Bu Sri Mulyani Help! Rakyat Tercekik, PPN Jangan Naik Dulu

Jakarta, CNBC Indonesia - Menteri Keuangan Sri Mulyani Indrawati diharapkan mempertimbangkan ulang rencana untuk memberlakukan tarif pajak pertambahan nilai (PPN) sebesar 11% pada 1 April 2022 atau lebih tinggi dari yang saat ini diberlakukan, yaitu 10%.
"Menurut saya lebih baik ditunda," ungkap Ekonom CORE Pitter Abdullah kepada CNBC Indonesia, Jumat (13/3/2022)
Sejak awal 2022, lonjakan harga barang terjadi di Indonesia, khususnya kelompok pangan. Mulai dari jagung, cabai, telur ayam, daging sapi, ayam, kedelai hingga minyak goreng yang merupakan bagian konsumsi pokok masyarakat. Tidak hanya itu, juga ada kenaikan cukai rokok, harga bahan bakar minyak (BBM) dan elpiji sebagai imbas lonjakan harga minyak dunia.

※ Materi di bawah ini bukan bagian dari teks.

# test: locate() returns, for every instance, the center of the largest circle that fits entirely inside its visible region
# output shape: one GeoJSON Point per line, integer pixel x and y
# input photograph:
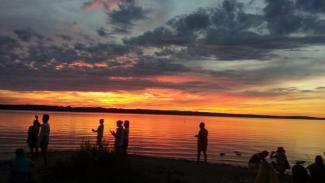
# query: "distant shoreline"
{"type": "Point", "coordinates": [145, 111]}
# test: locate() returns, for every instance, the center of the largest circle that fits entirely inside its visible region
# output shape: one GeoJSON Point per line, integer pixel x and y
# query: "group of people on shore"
{"type": "Point", "coordinates": [38, 137]}
{"type": "Point", "coordinates": [121, 136]}
{"type": "Point", "coordinates": [267, 172]}
{"type": "Point", "coordinates": [270, 172]}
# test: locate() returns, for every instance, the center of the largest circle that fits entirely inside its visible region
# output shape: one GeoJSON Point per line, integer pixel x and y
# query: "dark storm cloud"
{"type": "Point", "coordinates": [126, 15]}
{"type": "Point", "coordinates": [6, 41]}
{"type": "Point", "coordinates": [228, 32]}
{"type": "Point", "coordinates": [102, 32]}
{"type": "Point", "coordinates": [292, 92]}
{"type": "Point", "coordinates": [311, 5]}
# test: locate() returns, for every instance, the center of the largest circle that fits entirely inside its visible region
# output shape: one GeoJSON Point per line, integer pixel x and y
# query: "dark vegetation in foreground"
{"type": "Point", "coordinates": [144, 111]}
{"type": "Point", "coordinates": [90, 164]}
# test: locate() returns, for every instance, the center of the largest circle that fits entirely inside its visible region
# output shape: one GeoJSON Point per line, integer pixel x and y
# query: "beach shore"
{"type": "Point", "coordinates": [137, 169]}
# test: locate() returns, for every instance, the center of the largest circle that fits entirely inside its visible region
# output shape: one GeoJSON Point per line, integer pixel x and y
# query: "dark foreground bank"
{"type": "Point", "coordinates": [95, 166]}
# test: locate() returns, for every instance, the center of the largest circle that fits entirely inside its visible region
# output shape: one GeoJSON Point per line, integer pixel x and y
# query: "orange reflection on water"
{"type": "Point", "coordinates": [173, 136]}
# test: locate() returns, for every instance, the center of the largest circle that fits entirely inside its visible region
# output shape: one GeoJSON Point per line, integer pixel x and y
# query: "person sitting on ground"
{"type": "Point", "coordinates": [300, 174]}
{"type": "Point", "coordinates": [118, 135]}
{"type": "Point", "coordinates": [317, 170]}
{"type": "Point", "coordinates": [100, 133]}
{"type": "Point", "coordinates": [202, 142]}
{"type": "Point", "coordinates": [44, 136]}
{"type": "Point", "coordinates": [281, 162]}
{"type": "Point", "coordinates": [255, 161]}
{"type": "Point", "coordinates": [266, 174]}
{"type": "Point", "coordinates": [32, 139]}
{"type": "Point", "coordinates": [126, 136]}
{"type": "Point", "coordinates": [21, 168]}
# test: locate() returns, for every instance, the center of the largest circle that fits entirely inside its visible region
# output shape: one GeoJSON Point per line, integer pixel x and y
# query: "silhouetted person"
{"type": "Point", "coordinates": [266, 174]}
{"type": "Point", "coordinates": [281, 163]}
{"type": "Point", "coordinates": [118, 135]}
{"type": "Point", "coordinates": [36, 120]}
{"type": "Point", "coordinates": [300, 174]}
{"type": "Point", "coordinates": [126, 136]}
{"type": "Point", "coordinates": [100, 133]}
{"type": "Point", "coordinates": [21, 168]}
{"type": "Point", "coordinates": [44, 136]}
{"type": "Point", "coordinates": [32, 139]}
{"type": "Point", "coordinates": [255, 161]}
{"type": "Point", "coordinates": [317, 170]}
{"type": "Point", "coordinates": [202, 142]}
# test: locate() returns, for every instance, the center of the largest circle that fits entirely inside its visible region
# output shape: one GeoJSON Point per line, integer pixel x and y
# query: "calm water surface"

"Menaikkan PPN di tengah pemulihan ekonomi sekarang ini tidak tepat. Apalagi saat ini inflasi dalam trend meningkat. Kenaikan PPN akan menambah tekanan inflasi," terangnya.
Berdasarkan Survei Pemantauan Harga yang dilakukan Bank Indonesia pada minggu II Maret 2022, perkembangan harga pada Minggu II Maret 2022 tetap terkendali dan diperkirakan inflasi 0,48% (mtm). Dengan perkembangan tersebut, perkiraan inflasi Maret 2022 secara tahun kalender sebesar 1,04% (ytd), dan secara tahunan sebesar 2,48% (yoy).

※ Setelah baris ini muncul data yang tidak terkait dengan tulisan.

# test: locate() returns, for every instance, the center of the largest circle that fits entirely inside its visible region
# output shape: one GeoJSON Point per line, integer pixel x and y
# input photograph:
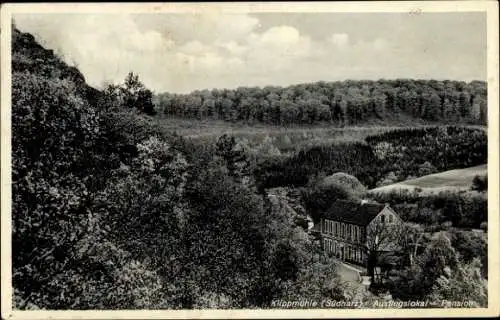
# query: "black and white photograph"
{"type": "Point", "coordinates": [323, 158]}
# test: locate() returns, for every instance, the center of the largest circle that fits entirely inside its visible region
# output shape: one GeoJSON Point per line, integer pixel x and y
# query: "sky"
{"type": "Point", "coordinates": [180, 52]}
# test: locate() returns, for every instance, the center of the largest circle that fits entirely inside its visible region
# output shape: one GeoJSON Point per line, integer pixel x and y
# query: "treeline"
{"type": "Point", "coordinates": [110, 213]}
{"type": "Point", "coordinates": [398, 155]}
{"type": "Point", "coordinates": [338, 103]}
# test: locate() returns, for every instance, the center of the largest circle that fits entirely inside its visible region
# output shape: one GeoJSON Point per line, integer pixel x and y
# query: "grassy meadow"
{"type": "Point", "coordinates": [451, 180]}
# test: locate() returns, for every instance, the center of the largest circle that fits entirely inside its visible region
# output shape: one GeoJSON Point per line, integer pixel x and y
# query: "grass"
{"type": "Point", "coordinates": [459, 179]}
{"type": "Point", "coordinates": [285, 139]}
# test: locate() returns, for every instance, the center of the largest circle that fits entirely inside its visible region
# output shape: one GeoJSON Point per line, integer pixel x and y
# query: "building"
{"type": "Point", "coordinates": [347, 229]}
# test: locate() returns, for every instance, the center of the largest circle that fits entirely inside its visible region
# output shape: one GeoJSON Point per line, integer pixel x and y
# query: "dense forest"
{"type": "Point", "coordinates": [396, 155]}
{"type": "Point", "coordinates": [110, 211]}
{"type": "Point", "coordinates": [337, 103]}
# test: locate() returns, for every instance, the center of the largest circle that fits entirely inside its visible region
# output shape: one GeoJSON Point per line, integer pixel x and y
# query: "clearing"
{"type": "Point", "coordinates": [452, 180]}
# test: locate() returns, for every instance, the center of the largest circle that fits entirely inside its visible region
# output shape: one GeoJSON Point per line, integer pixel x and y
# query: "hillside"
{"type": "Point", "coordinates": [346, 103]}
{"type": "Point", "coordinates": [30, 57]}
{"type": "Point", "coordinates": [451, 180]}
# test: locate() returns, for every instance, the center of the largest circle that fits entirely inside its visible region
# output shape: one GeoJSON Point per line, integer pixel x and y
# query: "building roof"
{"type": "Point", "coordinates": [353, 212]}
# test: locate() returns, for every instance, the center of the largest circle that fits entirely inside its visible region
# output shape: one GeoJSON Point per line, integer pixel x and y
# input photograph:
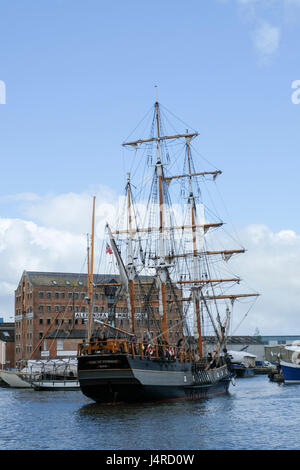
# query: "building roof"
{"type": "Point", "coordinates": [7, 332]}
{"type": "Point", "coordinates": [37, 278]}
{"type": "Point", "coordinates": [235, 339]}
{"type": "Point", "coordinates": [67, 334]}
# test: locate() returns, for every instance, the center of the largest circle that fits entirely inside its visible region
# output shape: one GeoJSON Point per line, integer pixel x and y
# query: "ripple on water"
{"type": "Point", "coordinates": [256, 414]}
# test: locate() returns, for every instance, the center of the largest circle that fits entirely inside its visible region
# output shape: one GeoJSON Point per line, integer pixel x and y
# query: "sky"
{"type": "Point", "coordinates": [75, 79]}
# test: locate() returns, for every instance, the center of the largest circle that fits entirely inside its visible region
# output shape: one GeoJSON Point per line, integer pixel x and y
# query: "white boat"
{"type": "Point", "coordinates": [56, 384]}
{"type": "Point", "coordinates": [16, 379]}
{"type": "Point", "coordinates": [243, 363]}
{"type": "Point", "coordinates": [35, 370]}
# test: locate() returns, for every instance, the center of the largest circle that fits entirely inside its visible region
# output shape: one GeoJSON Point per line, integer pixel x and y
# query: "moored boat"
{"type": "Point", "coordinates": [243, 363]}
{"type": "Point", "coordinates": [290, 364]}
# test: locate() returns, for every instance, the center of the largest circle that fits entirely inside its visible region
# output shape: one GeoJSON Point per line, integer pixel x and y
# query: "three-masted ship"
{"type": "Point", "coordinates": [167, 285]}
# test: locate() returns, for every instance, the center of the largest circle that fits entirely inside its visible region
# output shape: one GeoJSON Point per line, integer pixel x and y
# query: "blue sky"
{"type": "Point", "coordinates": [80, 75]}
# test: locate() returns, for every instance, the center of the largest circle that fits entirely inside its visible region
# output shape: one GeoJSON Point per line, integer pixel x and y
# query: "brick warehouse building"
{"type": "Point", "coordinates": [54, 306]}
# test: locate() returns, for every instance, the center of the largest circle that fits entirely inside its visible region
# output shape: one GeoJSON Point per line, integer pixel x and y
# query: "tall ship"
{"type": "Point", "coordinates": [170, 284]}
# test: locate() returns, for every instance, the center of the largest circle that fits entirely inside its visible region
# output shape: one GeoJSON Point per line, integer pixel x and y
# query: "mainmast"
{"type": "Point", "coordinates": [91, 277]}
{"type": "Point", "coordinates": [161, 270]}
{"type": "Point", "coordinates": [130, 266]}
{"type": "Point", "coordinates": [195, 289]}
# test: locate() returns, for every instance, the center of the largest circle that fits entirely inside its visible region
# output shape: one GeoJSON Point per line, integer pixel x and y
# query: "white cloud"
{"type": "Point", "coordinates": [266, 40]}
{"type": "Point", "coordinates": [55, 240]}
{"type": "Point", "coordinates": [271, 266]}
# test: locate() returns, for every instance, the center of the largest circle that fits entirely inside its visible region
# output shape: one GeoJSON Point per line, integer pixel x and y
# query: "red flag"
{"type": "Point", "coordinates": [108, 249]}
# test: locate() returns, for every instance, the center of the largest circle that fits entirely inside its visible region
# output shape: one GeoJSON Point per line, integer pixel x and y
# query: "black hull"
{"type": "Point", "coordinates": [117, 378]}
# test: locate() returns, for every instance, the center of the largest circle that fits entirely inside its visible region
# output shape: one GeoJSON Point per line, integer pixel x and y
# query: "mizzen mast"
{"type": "Point", "coordinates": [195, 251]}
{"type": "Point", "coordinates": [90, 276]}
{"type": "Point", "coordinates": [161, 269]}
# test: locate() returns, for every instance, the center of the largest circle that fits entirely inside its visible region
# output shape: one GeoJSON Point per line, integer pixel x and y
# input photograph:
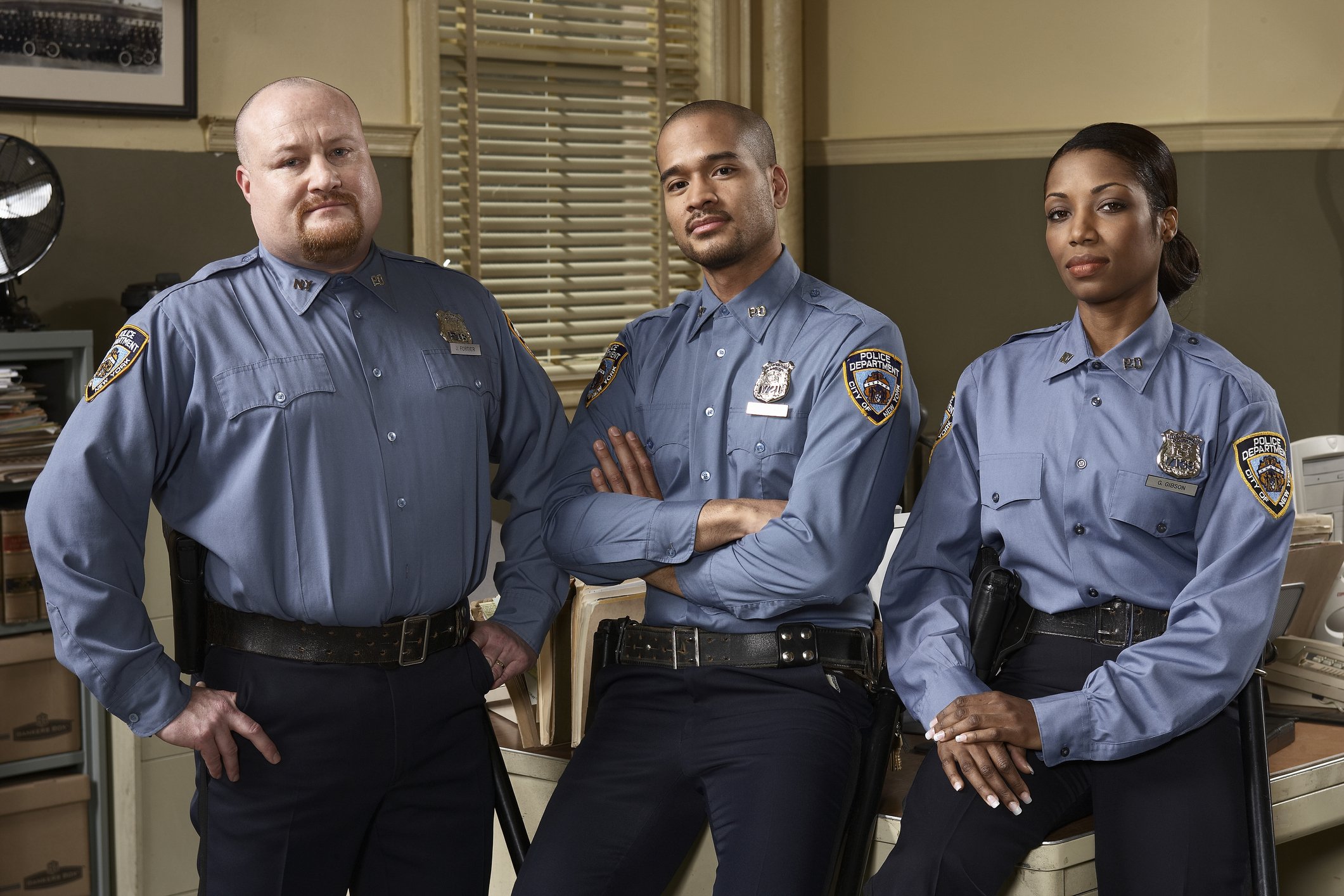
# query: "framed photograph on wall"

Ekonom Bank UOB Indonesia Enrico Tanuwidjaja memperkirakan inflasi keseluruhan tahun 2022 akan mencapai 4%. Hal ini termasuk mempertimbangkan kenaikan tarif PPN dan cukai rokok yang memberikan andil 0,3-0,7% dan dampak dari perang yang terjadi antara Rusia dan Ukraina.
Kantong Rakyat Makin Terkuras
Setiap kenaikan tarif pajak tentu akan memberikan dampak pada daya beli masyarakat. Bagaimana tidak, ini dikenakan terhadap hampir seluruh barang dan jasa yang dikonsumsi masyarakat kaya hingga miskin sekalipun.
Belajar dari pengalaman di Jepang, kenaikan tarif PPN akan langsung menurunkan konsumsi. Pada 1997, pemerintah Negeri Matahari Terbit menaikkan tarif PPN dari 3% jadi 5%. Hasilnya, konsumsi rumah tangga terkontraksi 0,76% pada 1998.
Pada 2014, tarif PPN kembali dinaikkan dari 5% menjadi 8% dan pada Oktober 2015 naik lagi jadi 10%. Pada 2016, konsumsi rumah tangga tumbuh -0,93%.
Mengutip laporan Japan Research Institute (JRI), kenaikan tarif PPN akan menaikkan harga barang dan jasa sebesar 0,9%. Ini akan membuat pengeluaran konsumen berkurang 0,6% dan berdampak 0,4% terhadap PDB.
Hal ini bukan tidak mungkin akan terjadi di Indonesia. Apalagi kini masih dalam proses pemulihan ekonomi akibat pandemi covid-19. "Daya beli masyarakat turun, yang ujungnya pemulihan ekonomi tertahan," kata Piter.